The awards are presentedannually following adjudication by 76 automotive journalists from across the globe, includingAutomobile senior editor Jason Cammisa and Motor Trend technical editor Frank Markus. Awards are given out in individual size classes, ranging from sub-1 liter all the way to 4.1-liters and up, as well as best green and performance engines, best new engine, and International Engine of the Year.
Among the size classes were a few old faces: BMW’s N54 twin-turbo inline-six-cylinder engine from the 2011 BMW 1 Series M Coupe and 2012 BMW Z4 sDrive35is scored in the 3-liter category, while Audi’s 2.5-liter turbocharged inline-five from the TT RS scored in the 2.0- to 2.5-liter category. The 1.5-2.0-liter category went to BMW again, thanks to its twin-scroll turbocharged 2.0-liter four-cylinder engine from the Z4 sDrive28i and 328i sedan, among others.

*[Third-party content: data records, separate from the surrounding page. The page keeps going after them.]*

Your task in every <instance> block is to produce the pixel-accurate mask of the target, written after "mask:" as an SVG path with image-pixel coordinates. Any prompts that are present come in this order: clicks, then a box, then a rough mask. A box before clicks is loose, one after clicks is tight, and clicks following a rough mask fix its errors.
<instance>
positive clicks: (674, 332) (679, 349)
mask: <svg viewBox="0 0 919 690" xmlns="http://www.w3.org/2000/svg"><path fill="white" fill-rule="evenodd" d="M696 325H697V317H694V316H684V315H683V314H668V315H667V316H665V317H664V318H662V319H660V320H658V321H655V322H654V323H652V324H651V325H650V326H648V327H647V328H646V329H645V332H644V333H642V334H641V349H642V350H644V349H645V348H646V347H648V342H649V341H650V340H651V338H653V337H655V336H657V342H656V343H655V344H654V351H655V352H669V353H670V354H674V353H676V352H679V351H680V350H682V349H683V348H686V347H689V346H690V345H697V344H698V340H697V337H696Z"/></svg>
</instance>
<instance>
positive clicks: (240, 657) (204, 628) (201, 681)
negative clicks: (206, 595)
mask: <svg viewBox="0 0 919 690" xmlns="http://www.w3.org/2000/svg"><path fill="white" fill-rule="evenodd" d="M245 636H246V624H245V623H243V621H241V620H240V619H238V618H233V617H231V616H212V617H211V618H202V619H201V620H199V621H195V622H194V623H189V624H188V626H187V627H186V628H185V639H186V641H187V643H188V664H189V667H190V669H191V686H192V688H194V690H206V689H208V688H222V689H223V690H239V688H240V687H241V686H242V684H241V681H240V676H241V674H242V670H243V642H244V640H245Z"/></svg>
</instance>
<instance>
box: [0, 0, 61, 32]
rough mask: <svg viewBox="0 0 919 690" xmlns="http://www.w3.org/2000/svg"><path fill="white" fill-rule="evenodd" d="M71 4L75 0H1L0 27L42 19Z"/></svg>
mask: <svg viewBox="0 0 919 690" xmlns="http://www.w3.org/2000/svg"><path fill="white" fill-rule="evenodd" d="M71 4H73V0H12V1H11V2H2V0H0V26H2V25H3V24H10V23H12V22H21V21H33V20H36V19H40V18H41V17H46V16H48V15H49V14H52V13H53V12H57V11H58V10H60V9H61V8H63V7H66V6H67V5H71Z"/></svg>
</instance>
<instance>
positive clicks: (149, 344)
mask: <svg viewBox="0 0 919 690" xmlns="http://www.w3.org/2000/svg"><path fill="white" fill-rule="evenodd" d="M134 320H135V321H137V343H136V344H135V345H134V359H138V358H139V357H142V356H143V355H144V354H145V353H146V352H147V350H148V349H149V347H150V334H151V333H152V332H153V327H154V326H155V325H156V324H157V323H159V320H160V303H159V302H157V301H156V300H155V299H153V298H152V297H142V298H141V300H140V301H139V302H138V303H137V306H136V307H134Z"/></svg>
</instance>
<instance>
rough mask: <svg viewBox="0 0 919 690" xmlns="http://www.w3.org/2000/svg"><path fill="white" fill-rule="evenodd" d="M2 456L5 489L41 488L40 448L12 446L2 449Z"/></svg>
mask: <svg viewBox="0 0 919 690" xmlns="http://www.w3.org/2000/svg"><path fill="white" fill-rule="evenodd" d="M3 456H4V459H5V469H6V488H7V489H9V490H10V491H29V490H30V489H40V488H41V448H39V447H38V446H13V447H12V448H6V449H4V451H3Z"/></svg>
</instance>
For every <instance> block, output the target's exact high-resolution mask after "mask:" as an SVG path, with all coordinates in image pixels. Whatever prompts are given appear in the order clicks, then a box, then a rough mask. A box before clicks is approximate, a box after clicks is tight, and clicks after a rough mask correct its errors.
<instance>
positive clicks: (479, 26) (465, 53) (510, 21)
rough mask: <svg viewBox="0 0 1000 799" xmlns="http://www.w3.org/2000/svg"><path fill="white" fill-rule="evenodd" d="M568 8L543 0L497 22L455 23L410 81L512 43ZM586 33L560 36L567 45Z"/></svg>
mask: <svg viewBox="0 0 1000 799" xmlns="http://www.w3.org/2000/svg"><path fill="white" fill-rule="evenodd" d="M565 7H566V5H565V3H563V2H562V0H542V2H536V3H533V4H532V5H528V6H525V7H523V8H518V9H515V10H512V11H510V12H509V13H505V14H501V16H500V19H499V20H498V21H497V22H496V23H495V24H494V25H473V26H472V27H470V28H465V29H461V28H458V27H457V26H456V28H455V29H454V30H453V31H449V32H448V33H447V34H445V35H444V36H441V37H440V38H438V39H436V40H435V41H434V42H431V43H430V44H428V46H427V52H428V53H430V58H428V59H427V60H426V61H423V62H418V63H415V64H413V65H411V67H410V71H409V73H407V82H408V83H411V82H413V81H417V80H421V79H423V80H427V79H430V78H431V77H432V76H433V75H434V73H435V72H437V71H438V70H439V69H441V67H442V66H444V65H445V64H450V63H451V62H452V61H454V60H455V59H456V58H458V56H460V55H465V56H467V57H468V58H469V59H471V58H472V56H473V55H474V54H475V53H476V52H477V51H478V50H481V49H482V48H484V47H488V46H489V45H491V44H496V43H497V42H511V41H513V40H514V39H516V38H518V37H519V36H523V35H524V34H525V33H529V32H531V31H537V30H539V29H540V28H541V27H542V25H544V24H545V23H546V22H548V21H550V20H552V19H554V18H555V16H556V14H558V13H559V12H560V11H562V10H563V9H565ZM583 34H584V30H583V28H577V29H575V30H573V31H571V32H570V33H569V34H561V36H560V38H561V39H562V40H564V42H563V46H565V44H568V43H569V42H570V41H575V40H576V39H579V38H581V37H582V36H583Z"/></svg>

Top honors in the performance and 4.0-liters-and-up category went, predictably, to the 4.5-liter V-8 from the Ferrari 458 Italia.
The best green engine trophy, meanwhile, went to the General Motors Voltec powertrain, which mixes a 1.4-liter range-extender gas engine, two AC electric motors, and a 288-cell lithium-ion battery pack. The powertrain, which sits under the hood of the Chevrolet Volt and Opel Ampera, as well as the forthcoming Cadillac ELR, took the trophy that even IEoY judges admit usually goes to Toyota and its Hybrid Synergy Drive system.
But big honors– three trophies in all — went to Ford and its 999cc turbocharged three-cylinder EcoBoost engine that appears in Euro-spec Ford Focuses right now and may or may not make its way to the United States in the future. The EcoBoost engine has two different power levels across the Atlantic–99 horsepower and 123 horsepower–but can reportedly make up to 177 in high-performance tune. Still, it returns up to the equivalent of 49 mpg. Judges praised it for having “virtually no turbo lag” and a stout peak torque figure of 125 pound-feet. In all the 1.0-liter EcoBoost took the best new engine, best sub-1-liter engine, and best overall engine.
While Ford and GM are rightly celebrating the wins, BMW said it was elated at the continued success of its powertrains–a spokesman joked Wednesday that “I think we’re going to need a bigger trophy case–but that’s a good problem to have.”